Let us first find the price of 15 year, $ 1000 par value of bond with 7% coupon rate and YTM of 8% (SEMI ANNUAL INTEREST)

Price of bond = (Coupon/2) [1-(1+YTM/2)^(-2*15)/(YTM/2)] + 1000/(1+YTM/2)^(2*15)

Price of the bond = 35 * [1-(1.08^-30/0.04)] + 1000/1.04^30 = 913.5398

Thus the price of this bond at 8% YTM would be $ 913.54

If the YTM were 9%, then the price of the bond would be,

Price of the bond = 35 * [1-(1.09^-30/0.045)] + 1000/1.045^30 = $ 837.1111

Thus the price of this bond at 9% YTM would be $ 837.11

Percentage change in price (formula given in question) = (837.11-913.54)/913.54 = -8.3664%

Now repeating the same exercise for 10 year $1000 bond with 7% coupon (semi annual) with 8% YTM,

Price of bond = (Coupon/2) [1-(1+YTM/2)^(-2*10)/(YTM/2)] + 1000/(1+YTM/2)^(2*10)
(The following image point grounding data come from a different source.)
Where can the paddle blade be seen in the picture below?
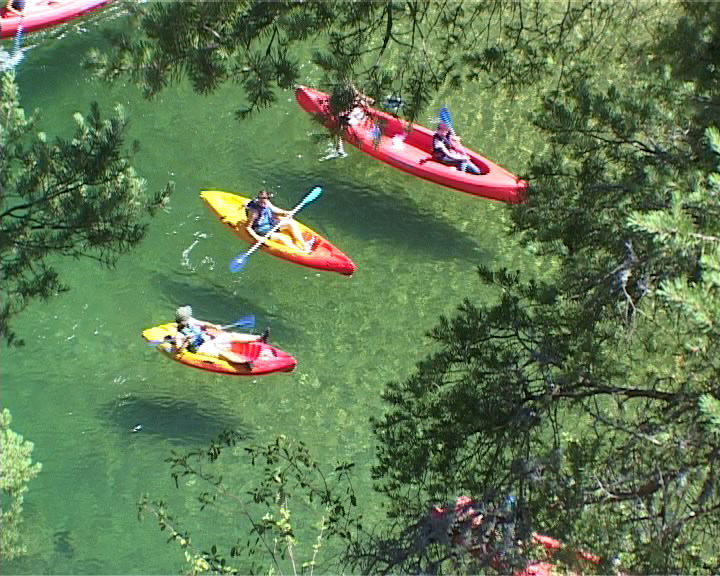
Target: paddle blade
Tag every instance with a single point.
(312, 195)
(238, 263)
(244, 322)
(446, 117)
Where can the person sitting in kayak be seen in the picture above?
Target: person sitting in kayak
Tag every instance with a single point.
(447, 152)
(263, 217)
(15, 7)
(201, 337)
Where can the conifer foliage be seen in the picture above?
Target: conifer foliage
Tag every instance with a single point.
(77, 197)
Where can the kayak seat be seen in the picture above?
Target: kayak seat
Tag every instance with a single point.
(250, 350)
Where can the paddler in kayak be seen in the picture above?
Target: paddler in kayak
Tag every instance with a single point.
(15, 7)
(446, 150)
(201, 337)
(263, 216)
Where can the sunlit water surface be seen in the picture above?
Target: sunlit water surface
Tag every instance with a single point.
(86, 379)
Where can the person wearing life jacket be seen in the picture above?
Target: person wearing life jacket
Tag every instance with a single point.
(15, 7)
(446, 150)
(263, 217)
(201, 337)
Price of the bond = 35 * [1-(1.08^-20/0.04)] + 1000/1.04^20 = $ 932.0484

Thus the price of this bond at 8% YTM would be $ 932.05

If the YTM were 9%, then the price of the bond would be,

Price of the bond = 35 * [1-(1.09^-20/0.045)] + 1000/1.045^20 = $ 869.9206

Thus the price of this bond at 9% YTM would be $ 869.92

here we notice that the price of 8% YTM bond with 15 year maturity was 913.54 and that with 10 yr maturity was 932.05 (% change = 913.54-932.05/932.05*100) = 1.99%) The bond with lower maturity here has the highest price as against the bond with higher maturity of 15 years (all other factors are same between the 2 bonds)

Similarly for 9% YTM, we see that price of 15 yr maturity bond is $ 837.11 and that of 10 yr maturity bond is $ 869.92, thus here we again see that bond with lower maturity has higher price and vice versa.